5 Ways to Practice Self-Care After a Loss
by Kristin Meekhof
Immediately after your loved one passes away or even weeks afterward, you may feel like you’re in a fog, and this is normal. Chances are you were busy with activities (i.e., planning a memorial gathering) which directed some of your attention away from your sorrow. And now that the reality and weight of your loss are starting to sink in, you may be struggling with knowing just how to take care of yourself.
When I reached this point, after my husband died, I wanted to go to the doctor and get a prescription that would make me feel like I had before he died. Sadly, no one has the ability to restore us to feeling 100 percent again.
Meanwhile, friends and colleagues of your partner may be contacting you for various reasons. You may even be approached by a charitable organization to which your spouse belonged, or you may want to remember your spouse through a foundation; make sure you hit the pause button and do not consider this for at least six months, when you have a better understanding of your finances and can process your emotions with someone who has your best interest at heart, such as a therapist. You can tell anyone pressuring you to make quick decisions that you will let them know in six months or even a year.
With all your interactions, self-care is a priority. Keep these suggestions in mind:
1. Don’t try to be a people pleaser. Sounds simple, right? However, you may be on the receiving end of bizarre requests, inappropriate questions and unsolicited advice. Be polite, but go ahead and say “no” when needed to save yourself unnecessary stress, worry, or responsibility. If you change your mind later, you can always go back to them and explain you had a change of heart.

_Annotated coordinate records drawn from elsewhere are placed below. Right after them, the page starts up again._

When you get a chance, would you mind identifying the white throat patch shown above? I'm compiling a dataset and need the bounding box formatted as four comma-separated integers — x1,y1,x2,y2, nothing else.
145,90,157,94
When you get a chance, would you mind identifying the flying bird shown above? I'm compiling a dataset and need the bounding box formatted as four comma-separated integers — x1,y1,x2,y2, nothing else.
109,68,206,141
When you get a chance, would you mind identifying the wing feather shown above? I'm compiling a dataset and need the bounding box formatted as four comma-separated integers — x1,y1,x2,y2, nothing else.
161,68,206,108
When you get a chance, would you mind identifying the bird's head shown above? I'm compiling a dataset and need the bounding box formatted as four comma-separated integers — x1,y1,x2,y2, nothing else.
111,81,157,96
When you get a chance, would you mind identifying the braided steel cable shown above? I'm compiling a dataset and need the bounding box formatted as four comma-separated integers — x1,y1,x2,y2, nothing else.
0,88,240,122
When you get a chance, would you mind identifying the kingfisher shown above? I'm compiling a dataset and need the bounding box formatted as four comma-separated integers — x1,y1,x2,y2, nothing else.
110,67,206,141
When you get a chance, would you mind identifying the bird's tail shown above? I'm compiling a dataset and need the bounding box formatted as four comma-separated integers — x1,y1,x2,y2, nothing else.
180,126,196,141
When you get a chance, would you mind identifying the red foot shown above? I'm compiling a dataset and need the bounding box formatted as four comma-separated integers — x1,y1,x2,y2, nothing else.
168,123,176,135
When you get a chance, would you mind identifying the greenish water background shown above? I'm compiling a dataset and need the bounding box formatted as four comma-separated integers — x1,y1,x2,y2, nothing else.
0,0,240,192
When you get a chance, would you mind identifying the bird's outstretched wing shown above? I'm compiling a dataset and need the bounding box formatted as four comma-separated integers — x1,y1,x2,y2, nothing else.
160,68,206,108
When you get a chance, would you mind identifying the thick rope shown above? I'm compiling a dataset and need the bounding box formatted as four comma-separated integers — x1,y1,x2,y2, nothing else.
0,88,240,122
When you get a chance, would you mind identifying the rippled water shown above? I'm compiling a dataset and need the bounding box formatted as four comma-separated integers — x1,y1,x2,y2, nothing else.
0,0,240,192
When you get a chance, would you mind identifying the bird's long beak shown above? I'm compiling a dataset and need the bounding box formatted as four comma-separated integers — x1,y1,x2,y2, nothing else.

2. Don’t speak negatively about yourself. It is likely that your self-esteem took a plunge post-loss. For now, you aren’t doing yourself any favors by being down on yourself. Treat yourself as you would your best friend in a similar circumstance. That means being kind and compassionate to yourself.
3. Trust your gut. Normally, you may know how to respond to comments or requests from others, but after your loss, you may second-guess yourself. Before responding (and potentially putting yourself in an awkward or sticky situation), stop and listen to your instincts. Your gut is probably correct. This can apply to many areas of your life: friends offering unwanted advice, people making suggestions that don’t apply to you, someone trying to push a product on you, financial planners reaching out to you, and even things your family members think are best for you. Trust yourself to know what’s best for you.
4. Get a notebook, and each day write down what you did, to the best of your recollection. There will be unusual conversations and interactions that you may need to reference later. It can be stressful trying to remember what was said or what happened. If your conversations are all in your notebook, you can easily go to that page and see the date and your notes.
5. Accept help. You may not be certain what you’re going to do with the things people drop off to you, but accepting help post-loss can ease the stress of having to worry about some tasks. It is okay to give yourself a pass and set aside your do-it-yourself attitude. Coping with things post-loss is not a do-it-yourself assignment. If you’re struggling with what to say when someone asks if you need help, you can say “yes”. Sometimes we forget it is okay to accept help. You can write a list with all the tasks (big and small things) you need help with and when someone asks you can show them the list. Ask them if there’s anything on the list they can assist with, and most people are happy to be of help. Often they want to support you, but don’t know how, so a list is something that assists both of you.
It is easy to feel overwhelmed post-loss. Routine tasks you once did without a second thought may suddenly feel difficult to manage. And reaching out for professional help or attending a support group can be both comforting and helpful. Remember, your self-care isn’t something you need to justify or defend. And if you find yourself doing this with someone, that person may not be your best support.